Terkait masalah privasi toilet, Ren menjelaskan, toilet komunal di China era 1980an hingga 1990-an tidak memiliki pembatas. Contoh toilet umum seperti itu masih bisa terlihat di hutong atau gang perkampungan kuno sekitar Jalan Meishi, Beijing, China. Di salah satu bangunan toilet, terdapat tiga kloset jongkok tanpa bilik, hanya sekat buram sebagai pembatas.
“Toilet itu adalah contoh toilet dulu. Masih ada toilet semacam itu di daerah yang belum maju. Saya pikir konstruksi desain seperti itu dibuat karena lebih murah. Tetapi, seiring kemajuan China, pemerintah membuat proyek renovasi toilet umum agar lebih baik,” tutur Ren.
Penggunaan toilet jongkok adalah hal umum di Asia. Selain China, toilet jongkok umum juga bisa ditemui di Indonesia. Hanya saja, cerita tentang toilet China yang kurang privat dan higienis sudah mendunia. Banyak cerita misalnya, kotoran tak disiram.
Tahun 2015, Presiden China Xi Jinping meluncurkan kampanye nasional Revolusi Toilet demi meningkatkan jumlah dan sanitasi toilet di lokasi wisata. Kampanye ini lalu meluas untuk memperbaiki toilet umum di kota-kota dan membangun toilet yang baik di rumah tangga pedesaan.
20 Miliar Yuan
Dalam artikel Toilet Revolution in China (2017), Shikun Cheng dan kawan-kawan menjabarkan revolusi toilet sebagai kampanye yang memastikan pemisahan higienis kotoran manusia dari kontak manusia. Hal ini juga berarti menyediakan ruang sanitasi dan kenyamanan bagi pengguna, mencegah kotoran manusia mencemari lingkungan, dan mewujudkan daur ulang sumber daya.
Selama 2015-2017, China telah memasang atau meningkatkan 70.000 toilet di tempat wisata, melebihi target 57.000 toilet. Anggaran yang keluar lebih dari 20 miliar yuan. “Masalah toilet bukanlah hal kecil, ini merupakan aspek penting dalam membangun kota dan pedesaan yang beradab,” kata Presiden Xi, mengutip People’s Daily.
Kampanye Revolusi Toilet berlanjut pada 2018-2020. Bank Dunia mencatat, persentase populasi yang menggunakan setidaknya layanan sanitasi dasar di China naik menjadi 92 persen pada 2020. Sebagai perbandingan, persentase di Indonesia sebesar 86 persen.
Upaya semacam Revolusi Toilet berangsur mengikis stereotip negatif tentang toilet China.

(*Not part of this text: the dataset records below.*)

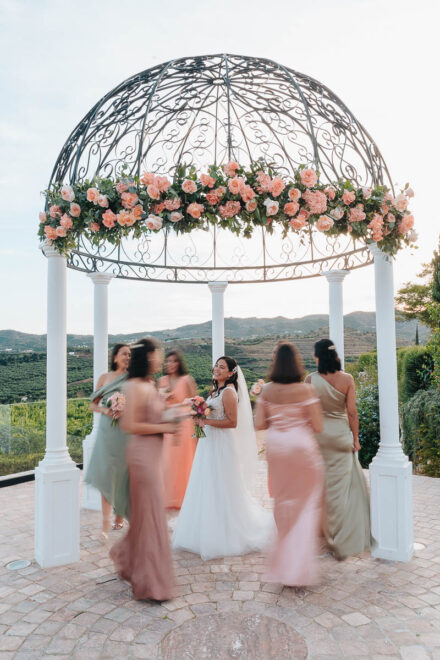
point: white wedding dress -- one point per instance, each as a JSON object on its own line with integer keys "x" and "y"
{"x": 218, "y": 515}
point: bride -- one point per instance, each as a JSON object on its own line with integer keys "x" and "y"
{"x": 218, "y": 515}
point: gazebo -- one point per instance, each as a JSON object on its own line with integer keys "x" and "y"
{"x": 198, "y": 112}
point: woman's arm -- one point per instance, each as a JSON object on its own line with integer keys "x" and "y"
{"x": 230, "y": 406}
{"x": 352, "y": 413}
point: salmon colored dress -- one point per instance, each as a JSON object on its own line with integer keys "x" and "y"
{"x": 179, "y": 449}
{"x": 296, "y": 473}
{"x": 143, "y": 556}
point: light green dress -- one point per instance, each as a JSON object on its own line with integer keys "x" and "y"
{"x": 348, "y": 503}
{"x": 107, "y": 470}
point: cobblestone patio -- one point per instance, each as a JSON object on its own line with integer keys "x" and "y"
{"x": 364, "y": 608}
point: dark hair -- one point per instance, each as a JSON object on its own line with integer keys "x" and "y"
{"x": 232, "y": 364}
{"x": 182, "y": 370}
{"x": 139, "y": 366}
{"x": 115, "y": 350}
{"x": 328, "y": 360}
{"x": 287, "y": 365}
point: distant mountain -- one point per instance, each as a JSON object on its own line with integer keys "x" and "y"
{"x": 235, "y": 328}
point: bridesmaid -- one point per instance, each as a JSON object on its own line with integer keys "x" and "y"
{"x": 348, "y": 506}
{"x": 107, "y": 470}
{"x": 143, "y": 556}
{"x": 178, "y": 450}
{"x": 291, "y": 413}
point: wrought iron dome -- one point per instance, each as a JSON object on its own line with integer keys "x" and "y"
{"x": 208, "y": 110}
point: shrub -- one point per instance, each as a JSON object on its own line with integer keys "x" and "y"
{"x": 369, "y": 430}
{"x": 420, "y": 425}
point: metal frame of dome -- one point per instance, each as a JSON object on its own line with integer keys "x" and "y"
{"x": 208, "y": 110}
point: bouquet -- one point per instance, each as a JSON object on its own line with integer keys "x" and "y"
{"x": 116, "y": 403}
{"x": 257, "y": 387}
{"x": 200, "y": 411}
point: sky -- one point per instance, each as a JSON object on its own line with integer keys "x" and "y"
{"x": 58, "y": 57}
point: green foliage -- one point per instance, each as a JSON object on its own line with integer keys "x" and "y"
{"x": 420, "y": 425}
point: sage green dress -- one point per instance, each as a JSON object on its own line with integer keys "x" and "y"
{"x": 347, "y": 497}
{"x": 107, "y": 470}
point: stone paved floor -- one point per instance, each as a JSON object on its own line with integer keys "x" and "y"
{"x": 364, "y": 608}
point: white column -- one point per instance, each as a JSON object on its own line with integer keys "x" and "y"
{"x": 56, "y": 477}
{"x": 218, "y": 319}
{"x": 390, "y": 470}
{"x": 91, "y": 498}
{"x": 335, "y": 279}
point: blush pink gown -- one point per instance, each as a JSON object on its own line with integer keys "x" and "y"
{"x": 296, "y": 474}
{"x": 143, "y": 556}
{"x": 178, "y": 450}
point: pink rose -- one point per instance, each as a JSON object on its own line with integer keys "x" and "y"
{"x": 230, "y": 168}
{"x": 309, "y": 178}
{"x": 108, "y": 219}
{"x": 291, "y": 208}
{"x": 92, "y": 195}
{"x": 66, "y": 221}
{"x": 67, "y": 193}
{"x": 195, "y": 210}
{"x": 348, "y": 197}
{"x": 272, "y": 207}
{"x": 324, "y": 223}
{"x": 75, "y": 210}
{"x": 189, "y": 186}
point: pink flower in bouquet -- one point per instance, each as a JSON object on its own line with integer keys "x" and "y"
{"x": 189, "y": 186}
{"x": 348, "y": 197}
{"x": 309, "y": 178}
{"x": 195, "y": 210}
{"x": 67, "y": 193}
{"x": 92, "y": 195}
{"x": 324, "y": 223}
{"x": 108, "y": 219}
{"x": 75, "y": 210}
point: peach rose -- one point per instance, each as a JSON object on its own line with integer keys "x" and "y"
{"x": 54, "y": 211}
{"x": 50, "y": 232}
{"x": 324, "y": 223}
{"x": 67, "y": 193}
{"x": 294, "y": 194}
{"x": 108, "y": 219}
{"x": 230, "y": 168}
{"x": 189, "y": 186}
{"x": 153, "y": 222}
{"x": 278, "y": 186}
{"x": 92, "y": 195}
{"x": 272, "y": 207}
{"x": 251, "y": 205}
{"x": 207, "y": 180}
{"x": 348, "y": 197}
{"x": 309, "y": 178}
{"x": 298, "y": 223}
{"x": 195, "y": 210}
{"x": 75, "y": 210}
{"x": 66, "y": 221}
{"x": 291, "y": 208}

Akan tetapi, satu hal yang masih mengganjal adalah etika toilet. Menyiram toilet tampaknya masih tidak menjadi prioritas bagi sejumlah warga, bahkan di kota besar.

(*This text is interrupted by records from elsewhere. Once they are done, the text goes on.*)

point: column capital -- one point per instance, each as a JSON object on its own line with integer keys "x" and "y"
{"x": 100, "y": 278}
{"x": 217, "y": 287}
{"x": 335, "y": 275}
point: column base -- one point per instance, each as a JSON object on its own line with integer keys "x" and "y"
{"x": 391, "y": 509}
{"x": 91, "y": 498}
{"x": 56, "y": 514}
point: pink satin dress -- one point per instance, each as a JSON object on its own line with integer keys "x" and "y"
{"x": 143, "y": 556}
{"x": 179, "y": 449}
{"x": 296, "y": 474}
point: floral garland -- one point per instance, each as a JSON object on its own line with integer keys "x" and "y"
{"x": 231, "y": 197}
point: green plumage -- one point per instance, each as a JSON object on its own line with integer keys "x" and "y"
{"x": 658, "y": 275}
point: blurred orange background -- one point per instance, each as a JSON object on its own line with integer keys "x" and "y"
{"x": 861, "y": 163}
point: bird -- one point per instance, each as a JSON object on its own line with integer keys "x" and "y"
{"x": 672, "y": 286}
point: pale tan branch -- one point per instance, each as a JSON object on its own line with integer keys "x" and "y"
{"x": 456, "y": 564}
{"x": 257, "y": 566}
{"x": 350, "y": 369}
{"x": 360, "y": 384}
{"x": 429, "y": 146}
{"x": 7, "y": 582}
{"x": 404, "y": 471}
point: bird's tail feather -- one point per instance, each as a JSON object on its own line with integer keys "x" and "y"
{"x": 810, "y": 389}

“Saat berada di Beijing, saya lebih sering mendapati perilaku sembrono tersebut daripada negara lain yang pernah saya kunjungi. Ini mengarah pada pertanyaan tentang kesadaran dan tanggung jawab sosial di China. Saya jadi ragu pergi ke toilet umum untuk menghindari pemandangan dan bau yang tak menyenangkan,” ujar Pranpriya.

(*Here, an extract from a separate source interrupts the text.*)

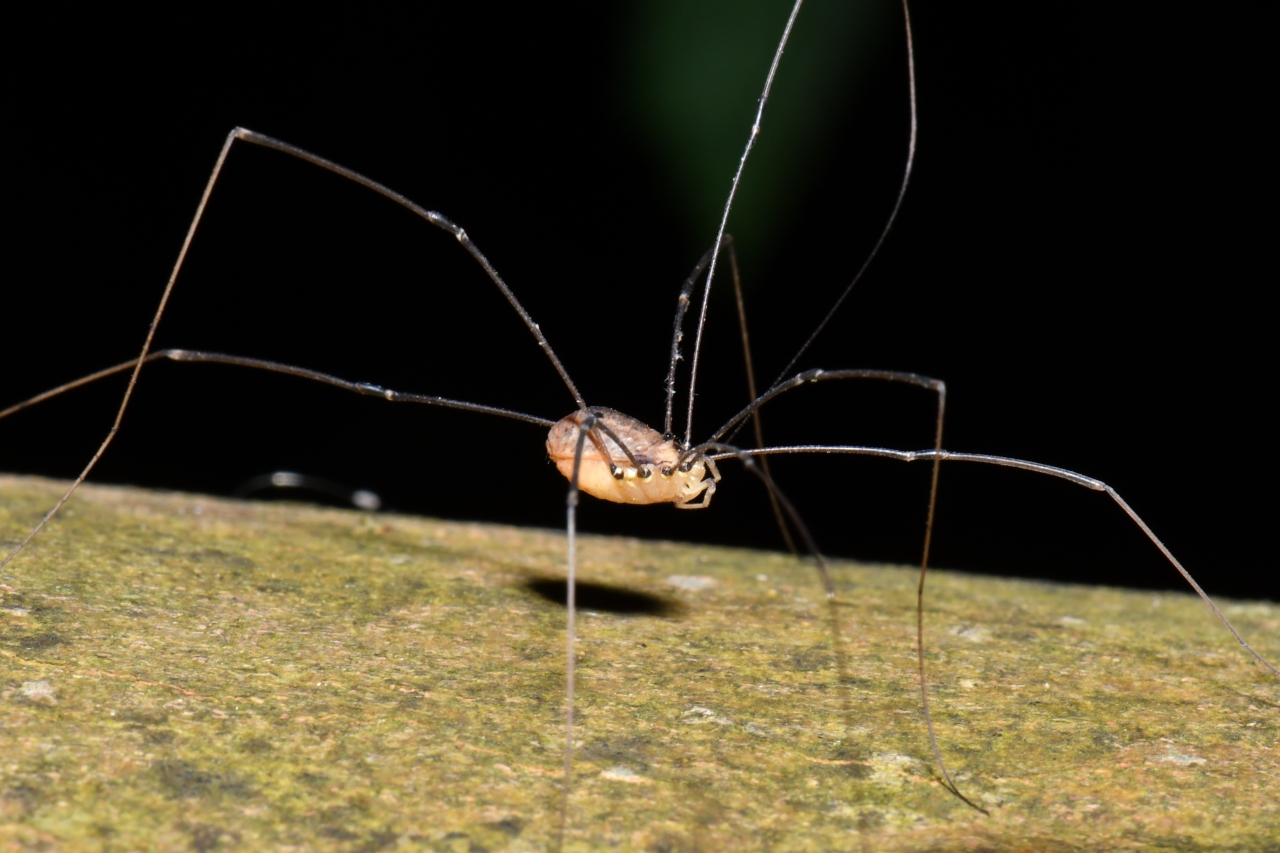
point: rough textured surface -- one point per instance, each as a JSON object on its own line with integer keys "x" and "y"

Ketua Departemen Kajian Sosial dan Budaya Asia Pasifik di National Institute of International Strategy (NISS), Profesor Xu Liping, mengatakan, fenomena tersebut memang masih ada. Namun, secara umum etika toilet masyarakat China terus membaik.
“Penyebab fenomena tersebut adalah karena pesatnya urbanisasi karena banyak petani membanjiri perkotaan. Yang kedua adalah masalah pendidikan sebab pendidikan tentang toilet dan sanitasi belum menjadi prioritas di sekolah,” kata Xu dari Beijing.
Secara historis, toilet di desa menerapkan sistem toilet kering di mana kotoran tidak disiram dengan air. Kebiasaan itu berubah seiring kampanye Revolusi Toilet. Standar pembangunan toilet di desa mulai sama dengan perkotaan.
Namun, tak ayal kebiasaan tidak menyiram itu masih berbekas. “Sekarang toilet di kampus, kantor, dan lain-lain sudah diatur agar ada pekerja untuk membersihkannya,” tutur Xu.
Keberadaan toilet merupakan salah satu barometer peradaban suatu bangsa. Toilet bersih berkaitan dengan kesehatan publik yang pada akhirnya akan memengaruhi pertumbuhan ekonomi. Wajah China akan berseri kalau toilet kian bersih.